We remove the blockers on asking for the required tooling or providers in regards to improving resiliency and we, instead, notify to leadership about the cost.
Coherent Actions
Create an Enabling Team to upskill the teams on resilient microservices.
Allocate a budget for this initiative of 5.000EUR/month in tooling and cloud services that are related to improve the resiliency of our systems.
Remove leadership approvals for team expenses on this initiative on experiments of less than 1.000EUR/month.
Each experiment needs to be shared as a learning with the rest of the organization, either if it failed or it succeeded.
Experiments need to be timeboxed to 2 weeks max per experiment. We want more experiments than very long lived. Apply this as a guideline and not a strong requirement.
This can be an engineering strategy that comes from the leadership. As you can see, it provides a good guiding direction and it allows teams to adapt the engineering strategy to their context.
The strategy could have been created with multiple inputs from different people within the organization, from C-level to a team member.
Making the engineering strategy a fractal
Now, you can see how the engineering strategy implementation will depend on each department/team context.
The previous engineering strategy is very high-level and it will not apply evenly to all teams. Instead, you will need to adapt it to your local context.
Local engineering strategy
Context
Our services have an outage at least twice a day during the peak traffic hours, but it is because another microservice we rely on fails. Our microservice needs to be synchronous because we need to show most up to date data.
Analysis
Our services relay a lot to the `
Item Storage Service
` to enrich the API responses because they need to be real time information.We have an important delivery that won’t be possible if we focus on improving the resiliency.

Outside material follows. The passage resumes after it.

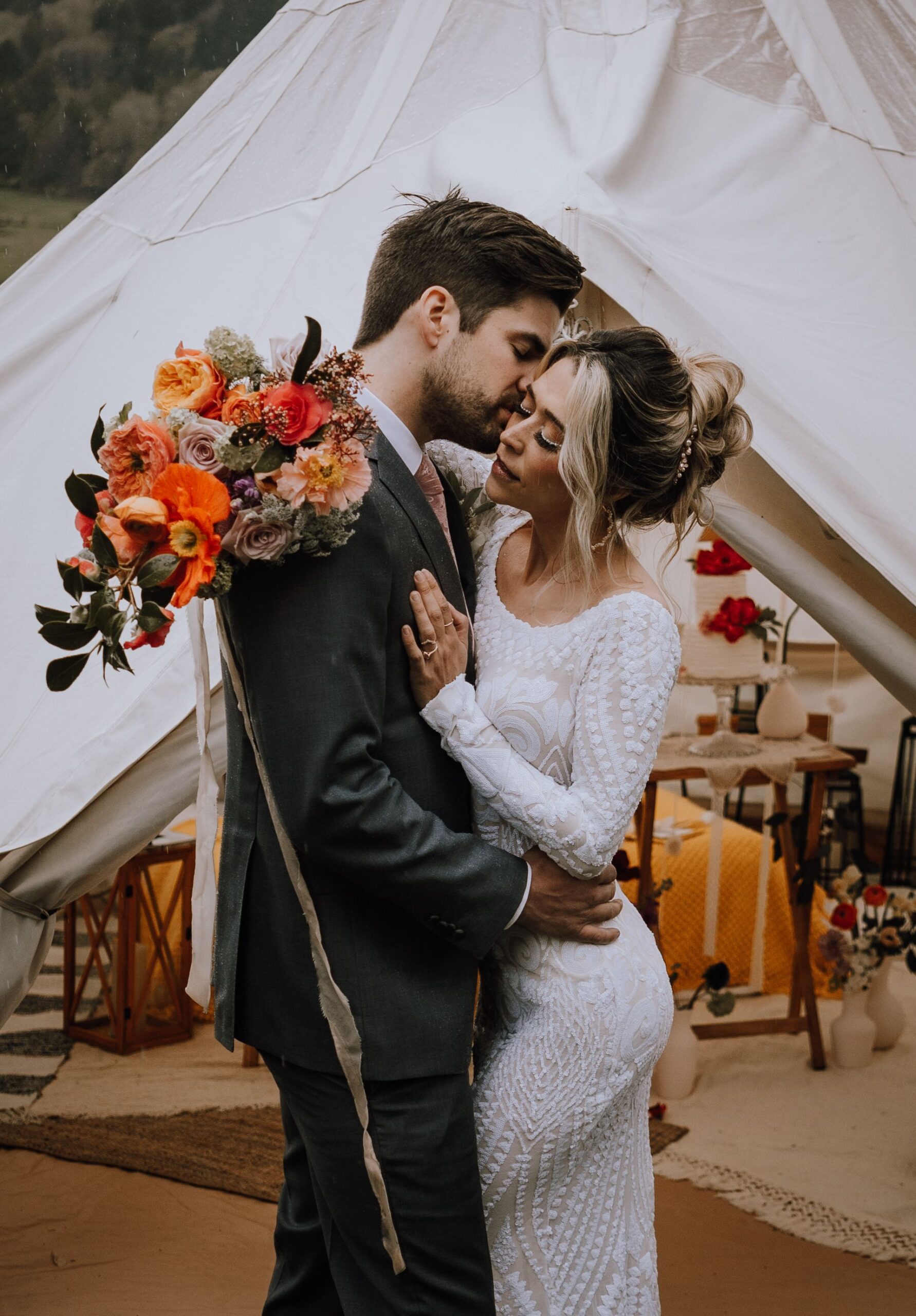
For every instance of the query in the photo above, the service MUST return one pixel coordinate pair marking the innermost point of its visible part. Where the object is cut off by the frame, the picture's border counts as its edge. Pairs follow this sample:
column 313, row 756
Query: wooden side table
column 815, row 760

We cannot introduce event-driven architecture because all our code is designed in a synchronous way.
We don’t have experience with queues or streaming technology like Kafka in the team.
Direction
Dedicate effort to learn in safe environments like Architectural Katas about making more resilient systems like event-driven architecture, but also explore intermediate solutions. Ask for organization support and communicate often the state that we are.
Each learning we have, we can share them in the tech huddle or do an async video with our findings.
Coherent Actions
Identify the use cases that fail the most, so we can focus on them instead as improving everything at once.

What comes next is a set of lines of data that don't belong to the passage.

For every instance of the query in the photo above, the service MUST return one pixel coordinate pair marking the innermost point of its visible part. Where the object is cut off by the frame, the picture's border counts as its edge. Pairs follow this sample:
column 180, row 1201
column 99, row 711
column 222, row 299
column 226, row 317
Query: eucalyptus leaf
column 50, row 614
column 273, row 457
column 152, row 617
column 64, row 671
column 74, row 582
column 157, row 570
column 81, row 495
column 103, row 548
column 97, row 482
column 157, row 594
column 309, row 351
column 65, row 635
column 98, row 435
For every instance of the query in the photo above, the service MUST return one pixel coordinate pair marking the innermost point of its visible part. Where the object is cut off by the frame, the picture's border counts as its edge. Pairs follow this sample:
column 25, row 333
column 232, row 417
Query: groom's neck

Bring business experts/product to understand if we can lower the real-time requirements in some parts of the system.
Explore if adding circuit-breakers, rate limits, or retries would help.

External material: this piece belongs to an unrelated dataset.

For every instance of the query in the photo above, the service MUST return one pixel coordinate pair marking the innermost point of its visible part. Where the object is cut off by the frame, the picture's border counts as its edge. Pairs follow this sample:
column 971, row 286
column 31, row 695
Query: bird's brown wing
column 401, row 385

Explore if we can introduce a local cache so that we don’t need to call the other service every time.
Pick a use case that has low risk and experiment to make it event-driven instead of synchronous.
The importance of the fractal engineering strategy
An engineering strategy at organization level won’t be able to capture all the particularities of your local context, nor it should aim for it.
It should give a good guiding direction so each team knows how to adapt it to their context.
We can say that each logical unit, like a team, department, etc, needs to build their own engineering strategy to their local context like:
It is important to notice that it is the sum of organization context + local context. They need to be aligned and work together so the organization as a whole can face their high-stake business challenge.